In this latest dispute between Talent and Owners, it’s worth remembering that Audiences don’t care about creator feelings nor corporations’ stock prices.
I get it, I empathize with all sides. I’m not here to tell you which side is right, unlike someone:
but I can tell you what will happen.
Dune director Denis Villeneuve has a valid concern and eloquently captures the frustration, confusion and angst many of his peers felt when Jason Kilar called an audible and lined up his troops in a new formation, a formation which was not going to please the many stakeholders who benefit from the status quo.
As media and entertainment corporations reassess their portfolios, redefine risk and reevaluate whether they ought to double down on core competencies or truly diversify, they will be more at odds with creator talent, i.e. the big names like Villeneuve.
The world of media has always drawn surprising dancemates and new owners.
Many in the industry, on the other hand, are calling the moves the unwelcome rattle of an outsider, and compare AT&T to other companies far from the U.S. entertainment world who entered in recent decades with disruptive goals — they include Japan’s Matsushita, which bought MCA; Vivendi, which bought Universal; and America Online, which bought Time Warner. None of those acquisitions worked out, they noted, and the companies soon uncoupled.
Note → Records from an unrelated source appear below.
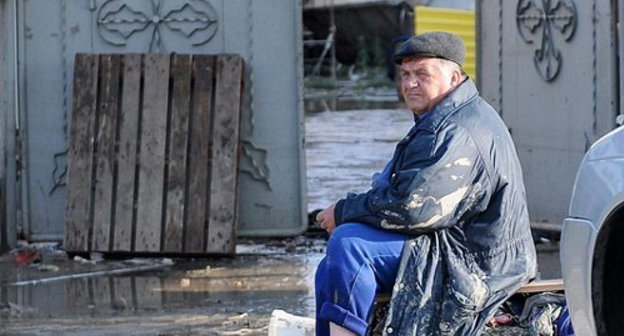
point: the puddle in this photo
(345, 145)
(200, 297)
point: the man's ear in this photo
(455, 78)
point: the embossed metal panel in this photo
(266, 33)
(549, 68)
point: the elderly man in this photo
(444, 227)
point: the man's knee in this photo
(343, 241)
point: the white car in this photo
(592, 241)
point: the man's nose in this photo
(412, 82)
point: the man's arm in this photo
(429, 191)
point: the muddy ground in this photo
(347, 141)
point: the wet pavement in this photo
(214, 296)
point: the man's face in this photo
(424, 82)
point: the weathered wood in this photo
(152, 153)
(105, 147)
(80, 154)
(154, 169)
(199, 157)
(225, 146)
(128, 131)
(178, 146)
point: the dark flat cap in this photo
(435, 44)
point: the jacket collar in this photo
(461, 95)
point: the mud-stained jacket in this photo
(455, 187)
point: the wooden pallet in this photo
(154, 151)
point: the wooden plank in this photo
(178, 146)
(537, 286)
(122, 293)
(81, 153)
(105, 145)
(199, 156)
(128, 131)
(152, 153)
(221, 238)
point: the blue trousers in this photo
(360, 262)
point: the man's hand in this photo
(326, 218)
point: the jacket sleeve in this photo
(441, 178)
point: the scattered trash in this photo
(564, 324)
(14, 310)
(83, 260)
(48, 268)
(282, 323)
(26, 257)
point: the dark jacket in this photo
(456, 189)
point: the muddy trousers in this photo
(360, 262)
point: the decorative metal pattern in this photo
(196, 20)
(543, 17)
(254, 162)
(60, 158)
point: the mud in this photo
(216, 296)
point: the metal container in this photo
(267, 33)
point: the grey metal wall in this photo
(8, 115)
(267, 33)
(553, 78)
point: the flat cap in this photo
(434, 44)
Indeed, in February 2020, I broke down telecommunications firms on-again, off-again love interest in media, which has created an odd couple, asking whether AT&T will sell WarnerMedia.
Audiences, however, don’t care about any of this. When the likes of MTV and VH1 stood on the sidelines as YouTube went from pariah to belle of the ball, audiences didn’t revolt, they simply found something else due to the vacuum Viacom created by suing, instead of partnering with Youtube. Like other new media producers, we noticed that vacuum, and filled it. Fast forward fifteen years, that pyramid has flattened and given way to a world where those with content and those with audiences are merging into one ecosystem that has gone direct to consumer. Warner Media, in essence, is trying to catch up for fifteen years of not recognizing that; the decision by Warner was sudden and swift.

While media has always been some combination of art and science – whatever said science, i.e. technology allowing for a given distribution at a given time – indeed the streamers care more about data and attention (namely: watch time). The content, to them, is a means to an end. If you would have told me of all of the shows on streaming platforms right now, I’d be drawn to The Crown, I would have thought you were crazy. But here I am, watching an episode a night.
Sure, maybe there are a few names of the highest end of that pyramid that they may handle a bit more delicately, but by and large, the tidal waves are so strong and so fast, that like gravity, you may not need to know how it works, but do need to understand it exists to survive.
When I say YouTube is revolutionary while Netflix is merely evolutionary, it is for many reasons, but partly in how YouTube redefined not just what we considered to be quality content, but also who is a star or talent. Today, YouTubers and influencers command greater popularity than many traditional talent… and I think that may be an indication of what will happen when traditional directors, showrunners and writers want to resist the forces of technology and globalization which have been unleashed and intensified. No this doesn’t mean that a new director can replicate Villeneuve’s art, but on day 1, we didn’t necessarily replace MTV or VH1, either. But over time, to our audience, MTV/VH1 did not exist. We were MTV.
And many no mistake about it, the old world – the one based on the “waterfall”, i.e.
“the industry’s term not just for the billion global dollars that a Hollywood blockbuster can produce but for revenue that flows from the full complement of DVD, digital, rental and merchandising that finances much of their own payouts”
is inherently at odds with globalization. The Internet didn’t just shrink markets by attacking the inefficient layers and layers of waste that all industries add over the years, it also removes man-made barriers and obstacles which were added to create more economic gain for the middlemen (i.e. why malls make you go around before taking the next escalator up), some of which over time they passed back to creators, agents, publicists, managers and so on. I understand anything that endangers one’s earning power is not welcome, but all industries undergo cycles.
I once read that Hollywood thought of itself as the center of earth, while Silicon Valley viewed itself as the center of the universe. Yes, Hollywood is indeed a very different place, but these changes had already started, and we’ve seen how this script ends.